好きなゲームの話をされ堪えきれなかったのだろう。
「総悟くん?ああ~。総悟くんの優しさにも癒されるよね」
岬さんの言葉に美依が大きく頷いた。
同士を見つけた時のように目を輝かせている。
「私は……広臣様以外あり得ないわ」
あのダンディで渋い所が最高!と佑が溜息交じりに呟く。
「えっ?広臣さんって理事長だよね?攻略対象なの?」
岬さんが驚いた声を上げる。
「そうなの。でも紳士だからヒロインが卒業するまで待つって言ってくれるの」
「そうなんだ。知らなかった~」
「みんな詳しいんだね」と岬さんが微笑む。
その笑顔に、思ってしまった。
彼女なら私たちのオタク趣味を馬鹿にしないのではないかと。
「最近このゲームやり始めたんだけど凄く面白くてキュンキュンしてハマっちゃったんだ。でも周りにやってる子いなくて、その上そういうのやってるのはキモいって言われちゃって……」
「オタクってキモいよな」
そんな言葉を聞く度、自分がおかしいの人間なのだと、オタクということは隠さなくてはいけないと思っていた。

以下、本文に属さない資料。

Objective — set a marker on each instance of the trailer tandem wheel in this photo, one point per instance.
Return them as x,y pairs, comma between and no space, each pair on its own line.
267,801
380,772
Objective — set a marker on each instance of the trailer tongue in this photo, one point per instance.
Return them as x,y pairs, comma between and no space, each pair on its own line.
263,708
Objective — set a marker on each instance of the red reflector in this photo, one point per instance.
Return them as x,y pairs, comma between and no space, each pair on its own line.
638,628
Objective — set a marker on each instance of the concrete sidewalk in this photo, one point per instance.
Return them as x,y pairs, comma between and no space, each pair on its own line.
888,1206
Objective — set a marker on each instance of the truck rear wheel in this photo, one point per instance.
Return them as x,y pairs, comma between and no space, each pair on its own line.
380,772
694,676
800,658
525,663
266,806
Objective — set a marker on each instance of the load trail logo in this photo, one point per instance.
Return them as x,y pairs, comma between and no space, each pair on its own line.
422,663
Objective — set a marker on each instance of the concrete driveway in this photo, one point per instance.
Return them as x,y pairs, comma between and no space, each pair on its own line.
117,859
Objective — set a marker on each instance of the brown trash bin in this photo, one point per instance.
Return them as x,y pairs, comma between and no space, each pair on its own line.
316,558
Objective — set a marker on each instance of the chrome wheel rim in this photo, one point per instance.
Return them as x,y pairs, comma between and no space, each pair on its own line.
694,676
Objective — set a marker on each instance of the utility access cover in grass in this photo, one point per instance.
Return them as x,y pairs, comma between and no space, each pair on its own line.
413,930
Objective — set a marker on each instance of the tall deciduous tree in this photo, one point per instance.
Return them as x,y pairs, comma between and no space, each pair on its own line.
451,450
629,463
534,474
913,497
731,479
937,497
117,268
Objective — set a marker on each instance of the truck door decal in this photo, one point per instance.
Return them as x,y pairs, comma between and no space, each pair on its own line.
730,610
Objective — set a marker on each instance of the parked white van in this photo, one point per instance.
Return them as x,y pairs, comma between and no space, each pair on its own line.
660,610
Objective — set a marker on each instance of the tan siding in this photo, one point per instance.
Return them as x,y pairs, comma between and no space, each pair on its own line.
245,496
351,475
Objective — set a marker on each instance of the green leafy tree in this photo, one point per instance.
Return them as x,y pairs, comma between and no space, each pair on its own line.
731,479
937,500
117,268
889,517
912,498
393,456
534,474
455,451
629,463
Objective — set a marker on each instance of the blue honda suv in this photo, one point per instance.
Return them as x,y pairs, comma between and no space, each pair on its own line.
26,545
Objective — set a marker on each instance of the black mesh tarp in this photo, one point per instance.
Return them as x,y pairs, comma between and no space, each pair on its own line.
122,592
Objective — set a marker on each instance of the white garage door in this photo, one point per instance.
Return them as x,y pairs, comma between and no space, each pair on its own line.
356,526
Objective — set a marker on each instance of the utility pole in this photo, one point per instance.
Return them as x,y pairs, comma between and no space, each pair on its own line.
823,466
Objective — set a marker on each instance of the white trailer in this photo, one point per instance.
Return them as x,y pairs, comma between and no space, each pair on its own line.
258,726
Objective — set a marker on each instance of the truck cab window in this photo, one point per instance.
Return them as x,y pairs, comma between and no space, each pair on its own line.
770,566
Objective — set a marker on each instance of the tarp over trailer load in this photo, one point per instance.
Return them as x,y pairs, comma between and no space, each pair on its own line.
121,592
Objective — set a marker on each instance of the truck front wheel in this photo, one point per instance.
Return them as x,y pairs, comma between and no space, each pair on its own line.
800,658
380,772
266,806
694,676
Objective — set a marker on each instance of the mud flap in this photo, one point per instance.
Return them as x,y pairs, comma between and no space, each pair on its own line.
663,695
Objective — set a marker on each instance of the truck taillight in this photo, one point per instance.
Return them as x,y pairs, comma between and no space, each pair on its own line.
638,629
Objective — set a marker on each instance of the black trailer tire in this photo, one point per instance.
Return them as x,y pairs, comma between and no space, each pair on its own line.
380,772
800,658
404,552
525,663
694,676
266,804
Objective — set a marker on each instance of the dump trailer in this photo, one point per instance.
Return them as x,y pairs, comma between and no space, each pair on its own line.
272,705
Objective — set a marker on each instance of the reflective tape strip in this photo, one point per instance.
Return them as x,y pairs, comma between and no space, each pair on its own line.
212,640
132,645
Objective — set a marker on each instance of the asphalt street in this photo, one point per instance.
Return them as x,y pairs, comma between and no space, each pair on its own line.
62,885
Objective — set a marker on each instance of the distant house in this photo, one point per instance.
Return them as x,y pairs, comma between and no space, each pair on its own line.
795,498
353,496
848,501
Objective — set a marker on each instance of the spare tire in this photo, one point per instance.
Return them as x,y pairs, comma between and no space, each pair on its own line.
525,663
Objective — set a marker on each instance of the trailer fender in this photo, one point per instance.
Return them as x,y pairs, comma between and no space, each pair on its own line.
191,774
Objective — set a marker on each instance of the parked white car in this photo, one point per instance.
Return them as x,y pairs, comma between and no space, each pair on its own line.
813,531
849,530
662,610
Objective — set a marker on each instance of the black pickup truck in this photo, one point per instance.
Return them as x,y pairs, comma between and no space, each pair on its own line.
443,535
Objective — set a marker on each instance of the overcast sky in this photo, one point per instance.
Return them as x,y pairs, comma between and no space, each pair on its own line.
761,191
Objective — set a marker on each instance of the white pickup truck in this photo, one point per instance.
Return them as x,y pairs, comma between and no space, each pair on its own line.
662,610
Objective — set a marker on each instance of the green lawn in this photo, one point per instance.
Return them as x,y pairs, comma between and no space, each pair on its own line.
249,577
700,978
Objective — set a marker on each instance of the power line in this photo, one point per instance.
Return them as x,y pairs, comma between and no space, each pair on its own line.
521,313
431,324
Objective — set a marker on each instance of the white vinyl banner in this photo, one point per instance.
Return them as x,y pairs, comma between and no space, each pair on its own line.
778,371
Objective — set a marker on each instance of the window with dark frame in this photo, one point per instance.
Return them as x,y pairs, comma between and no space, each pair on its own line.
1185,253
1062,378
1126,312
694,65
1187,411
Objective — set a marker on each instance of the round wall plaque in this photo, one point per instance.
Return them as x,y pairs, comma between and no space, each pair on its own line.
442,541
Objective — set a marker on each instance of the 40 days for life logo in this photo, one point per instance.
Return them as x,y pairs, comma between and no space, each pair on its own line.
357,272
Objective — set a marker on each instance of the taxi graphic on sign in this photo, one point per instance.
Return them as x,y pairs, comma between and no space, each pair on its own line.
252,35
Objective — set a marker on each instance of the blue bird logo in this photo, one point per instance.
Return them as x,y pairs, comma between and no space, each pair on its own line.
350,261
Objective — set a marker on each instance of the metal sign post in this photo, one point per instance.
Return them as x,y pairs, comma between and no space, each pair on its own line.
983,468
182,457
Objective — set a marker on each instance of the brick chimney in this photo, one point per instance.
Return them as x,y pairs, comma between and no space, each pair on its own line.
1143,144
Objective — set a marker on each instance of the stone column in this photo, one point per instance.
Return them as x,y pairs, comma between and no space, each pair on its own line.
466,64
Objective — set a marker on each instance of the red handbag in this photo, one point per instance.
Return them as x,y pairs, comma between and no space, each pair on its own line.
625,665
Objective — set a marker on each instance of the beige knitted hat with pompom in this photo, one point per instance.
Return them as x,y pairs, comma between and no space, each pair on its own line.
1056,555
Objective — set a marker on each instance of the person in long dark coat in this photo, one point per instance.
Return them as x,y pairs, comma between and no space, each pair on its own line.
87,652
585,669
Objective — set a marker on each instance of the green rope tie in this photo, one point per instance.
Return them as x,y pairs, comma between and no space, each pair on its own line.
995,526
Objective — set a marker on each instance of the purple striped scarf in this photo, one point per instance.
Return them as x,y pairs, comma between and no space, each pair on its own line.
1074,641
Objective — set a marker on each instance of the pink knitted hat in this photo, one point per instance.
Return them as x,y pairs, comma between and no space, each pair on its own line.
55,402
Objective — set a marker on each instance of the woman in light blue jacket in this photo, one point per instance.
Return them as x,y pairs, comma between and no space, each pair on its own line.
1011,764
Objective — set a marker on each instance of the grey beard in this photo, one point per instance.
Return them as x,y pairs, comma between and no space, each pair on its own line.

岬さんでも「キモい」と言われるなんて、よっぽど気持ち悪いことなのかもしれない。
「だから私ほっといてっていったの。自分が好きでやってるんだから別にキモいって思われてもいいし。分かって欲しいとも思わないしね」
「あ。でもレン様のカッコ良さは分かって欲しいかも~」と笑う岬さんの両手をガッチリと握りたくなった。
「わ、私も!レン様がいかにカッコいいか知って欲しい!」
私はキモくてもいい。
でもレン様は、優しくてカッコいいんだって言いたい。
興奮して机を叩いてしまった。手がヒリヒリとしている。
恥ずかしいことを叫んでしまった。でも彼女は「嬉しい。仲間だね」と笑ってくれた。